A friendly reminder that bus bigots, Twitter trolls and other racists suck
Opinion | by Jorge Ignacio Castillo
It’s not news to anybody that electing a bigoted bully as President of the United States emboldens white supremacists around the globe.
It is, however, a bit more upsetting when the rise of racism involves you directly.
Two racially-tinted incidents marked my summer. First, after ex-Conservative Maxime Bernier adopted a Trump-like stance and announced his concerns over Canada getting too brown (or “radical multiculturalism” as he calls it), I had the brilliant idea of getting into a Twitter argument with a supporter of his.

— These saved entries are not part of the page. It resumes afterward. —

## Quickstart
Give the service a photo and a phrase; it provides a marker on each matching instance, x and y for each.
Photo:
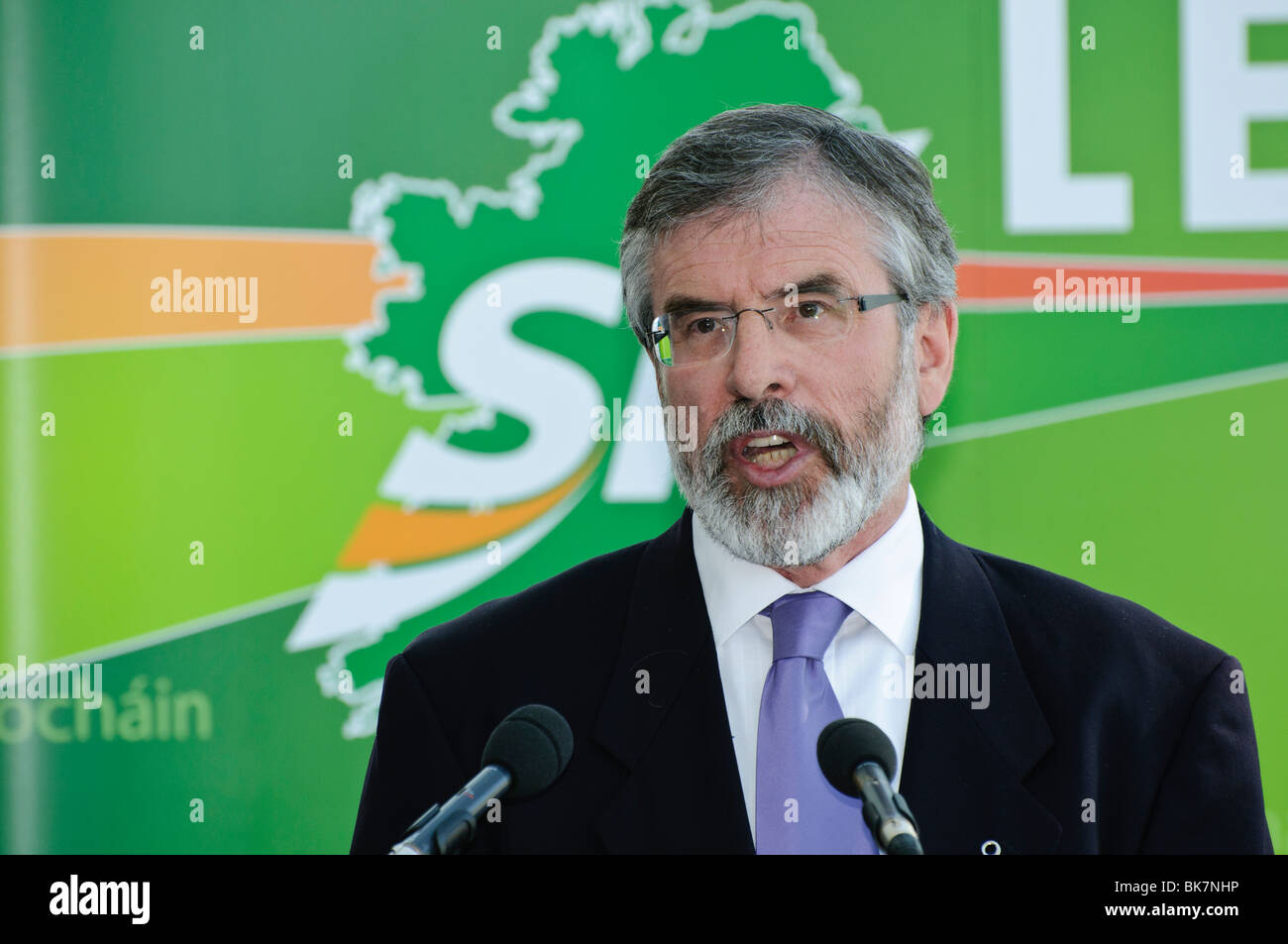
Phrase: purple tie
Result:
(798, 810)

I shared my story to demolish the idea newcomers don’t integrate. “I immigrated 15 years ago, married a First Nations gal and I love what Canada stands for,” I wrote. “I’ve friends from all cultures and wouldn’t think to judge them on their background. I don’t think it’s up to you or Bernier to decide if I (or any other immigrant) have assimilated enough.”
While the tweet was well received (280 likes), the comments were less than friendly: my good looks took a hit, others suggested I go back to whatever my country was, and a few accused me of rubbing multiculturalism in their faces. I’d rather not reproduce what was said about my Cree wife (the least insulting reply was “more perks for you from taxpayers”). It was a sobering and traumatizing reminder that sharing personal details on Twitter is always a terrible idea.
Shortly after that I had a closer encounter with bigotry. I’m not a fan of talking on phones while using public transportation, but when an old friend from Chile reached out, I couldn’t refuse the call. As I was talking in Spanish, a well-dressed, 60ish-year-old woman started giving me dirty looks. My volume was as low as possible, so that couldn’t be it. After a couple of minutes, she shouted “WILL YOU SHUT UP!” I asked her: “Do you have a problem with me talking in Spanish?’ I don’t think she was expecting to be confronted, so she stayed silent — but with genuine hate in her eyes.
While I was more surprised than offended, I was rattled. My friend, whom I hadn’t spoken with in years, got a terrible impression of Vancouver’s transit system. Nobody on the bus lifted a finger to help or even support me, certainly not the driver. I wasn’t going to interrupt my conversation to film her, but in hindsight, maybe I should have.
There’s no moral to this story, except that maybe that taking the high road (being polite) is perilously close to giving offenders a free pass. If recent events have taught us something, it’s that racists and bigots thrive in the shadows and only fear public shame.
These are not days for subtlety. When in doubt, point that finger.